Add Frame +$210.00 - Photo will be double matted and signed by Michael Gorman and placed into a anodized black metal frame with non-glare/UV protection acrilic (Please allow additional time for delivery - +2-3 weeks)


Gorman Hall & Navajo Nation Capitol - Window Rock, Arizona


On May 4th, 1942 twenty-nine Navajo men aging from 15 to 35 were sworn into the Marine Corps for “Special duty”. These men – coming from the boarding school generation of English only policies for Native American children - would be asked to develop a code using their Navajo language. The code they developed remains the only verbal U.S. military code never to be broken. By the war’s end, some 400+ Navajos had been trained as Code Talkers fighting in every battle from Guadalcanal through the Occupation of Japan.


In 2001, 56 years after the end of the war,  the Navajo Code Talkers finally recieved national honors and decorations. 29 specially minted Congressional Gold Medals were bestowed upon the 'First Twenty-Nine' and approximately 375 Congressional Silver Medals were created for the Navajos who followed them, graduated the Navajo Code Talker School and had been given the designation "MOS 642-Code Talker".


Different from the Congressional Medal of Honor, The Congressional Gold and Silver Medals are among the most distinguished awards Congress can bestow. Each medal is uniquely designed for the recipient, then sculpted and struck at the Philadelphia Mint.

The front of the medal features two Code Talkers communicating a radio message.

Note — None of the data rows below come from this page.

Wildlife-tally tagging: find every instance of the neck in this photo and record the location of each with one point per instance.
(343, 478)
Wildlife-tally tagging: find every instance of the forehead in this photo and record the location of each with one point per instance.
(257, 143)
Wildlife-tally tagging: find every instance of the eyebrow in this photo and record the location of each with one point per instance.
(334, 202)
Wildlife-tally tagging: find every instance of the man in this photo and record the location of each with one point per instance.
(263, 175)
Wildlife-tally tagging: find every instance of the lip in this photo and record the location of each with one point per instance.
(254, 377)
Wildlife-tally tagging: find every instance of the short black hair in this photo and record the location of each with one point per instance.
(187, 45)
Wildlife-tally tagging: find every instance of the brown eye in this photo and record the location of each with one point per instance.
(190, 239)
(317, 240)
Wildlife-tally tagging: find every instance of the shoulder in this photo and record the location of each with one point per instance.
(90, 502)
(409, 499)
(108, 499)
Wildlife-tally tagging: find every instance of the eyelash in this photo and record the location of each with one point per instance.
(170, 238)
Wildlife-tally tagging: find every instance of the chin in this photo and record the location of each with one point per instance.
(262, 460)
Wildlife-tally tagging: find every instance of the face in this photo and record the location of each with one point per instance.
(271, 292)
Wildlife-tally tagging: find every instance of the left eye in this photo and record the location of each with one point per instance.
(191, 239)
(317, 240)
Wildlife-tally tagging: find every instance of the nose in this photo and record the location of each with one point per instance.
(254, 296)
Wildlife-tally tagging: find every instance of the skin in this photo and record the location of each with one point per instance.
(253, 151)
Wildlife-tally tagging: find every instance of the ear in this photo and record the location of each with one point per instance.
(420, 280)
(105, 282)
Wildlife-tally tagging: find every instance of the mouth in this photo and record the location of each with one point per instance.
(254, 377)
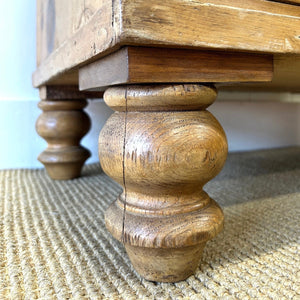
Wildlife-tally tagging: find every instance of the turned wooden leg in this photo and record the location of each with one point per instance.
(62, 124)
(163, 146)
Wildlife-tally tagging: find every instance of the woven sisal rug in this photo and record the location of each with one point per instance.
(54, 245)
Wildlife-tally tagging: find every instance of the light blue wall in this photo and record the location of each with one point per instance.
(247, 125)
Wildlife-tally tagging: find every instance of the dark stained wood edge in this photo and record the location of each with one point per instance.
(81, 48)
(132, 65)
(66, 92)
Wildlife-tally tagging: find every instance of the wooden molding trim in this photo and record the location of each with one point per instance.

Centered along the top of the medal is the inscription "NAVAJO CODE TALKERS." Centered along the bottom is "BY ACT OF CONGRESS 2000." The reverse bears the Navajo Code Talkers emblem with "USMC," the Marine Corps emblem and "WWII" centered along the top of the medal. Centered along the bottom is the inscription "Diné Bizaad Yee Atah Naayéé' Yik'eh Deesdlíí" - meaning "The Navajo language was used to defeat the enemy."


Navajo Code Talkers' Silver Ceremony, 2001 | by Michael Gorman

  • I'm often asked about how this image was created. Was it a double exposure or sandwiched negative?

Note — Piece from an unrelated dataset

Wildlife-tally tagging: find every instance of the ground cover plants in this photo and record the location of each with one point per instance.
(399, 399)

    No, I used two seperate negatives printed twice on Ilford silver paper. I also employed a split filter technique along with careful dodging and burning to create the original silver prints in 2001.

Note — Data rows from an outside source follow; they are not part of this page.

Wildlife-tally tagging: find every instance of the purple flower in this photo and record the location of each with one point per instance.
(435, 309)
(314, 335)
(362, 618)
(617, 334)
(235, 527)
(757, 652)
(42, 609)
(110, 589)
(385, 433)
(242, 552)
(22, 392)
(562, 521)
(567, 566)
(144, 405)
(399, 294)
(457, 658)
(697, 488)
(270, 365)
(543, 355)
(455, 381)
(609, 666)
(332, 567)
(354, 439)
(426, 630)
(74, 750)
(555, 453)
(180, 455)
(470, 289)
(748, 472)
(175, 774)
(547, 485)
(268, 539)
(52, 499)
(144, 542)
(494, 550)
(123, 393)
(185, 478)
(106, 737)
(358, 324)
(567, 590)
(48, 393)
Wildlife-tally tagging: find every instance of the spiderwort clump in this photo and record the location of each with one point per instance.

    It has been requested many times to create additional prints, but I lost track of my edition (I was 17) and do not want to break over the original edition number. I decided that I would print these digital versions with enough chages to seperate them from that first silver print edition.

    I captured the original negatives using my grandfather's Canon TX 35mm camera with a 55mm 1.8 lens on November 24th 2001. I photographed the then newly built Window Rock Veterans Memorial Park ealier in the day then headed over to Gorman Hall were the Silver ceremony was to be held.

    I worked from the original negatives, using adobe photoshop to completely clean the image and bring out details near impossible with the film process. I layered the images together similarly to how I did in the darkroom, using masks and blending instead of stencils and dodging. And, I adjusted the size of the flags on the flag poles. The final image is slightly bigger than my silver prints at 12" x 12".

    Taos Photography and Print Services prints each photo on beautiful 300 gsm acid free paper using archival inks and I inspect and sign each print by hand.

    This is an open edition and I want to price it as fairly as possible to allow anyone with a connection to this story to be able to enjoy the image.

    I began my study of photography in 1999. I was shooting film at the time and printing silver prints in the darkroom. In that first year I shot many landscapes around the red rocks of Sedona and experiemented with composition using the surrounding of my school. 

    In 2000, President Clinton signed into law the "Honoring The Navajo Code Talkers Act" and work was begun on creating the medals and planning the awards. I travelled with my grandmother, Mary who would accept my grandfather, Carl's,  medal to Washington D.C. where Presidnet Bush awarded 4 of the last 5 surviving First Twenty-Nine with the medals. The remaining 25 were accepted by widows and family members of the Code Talkers. In November of the same year, the Navajo Nation hosted the silver ceremony at Gorman Hall.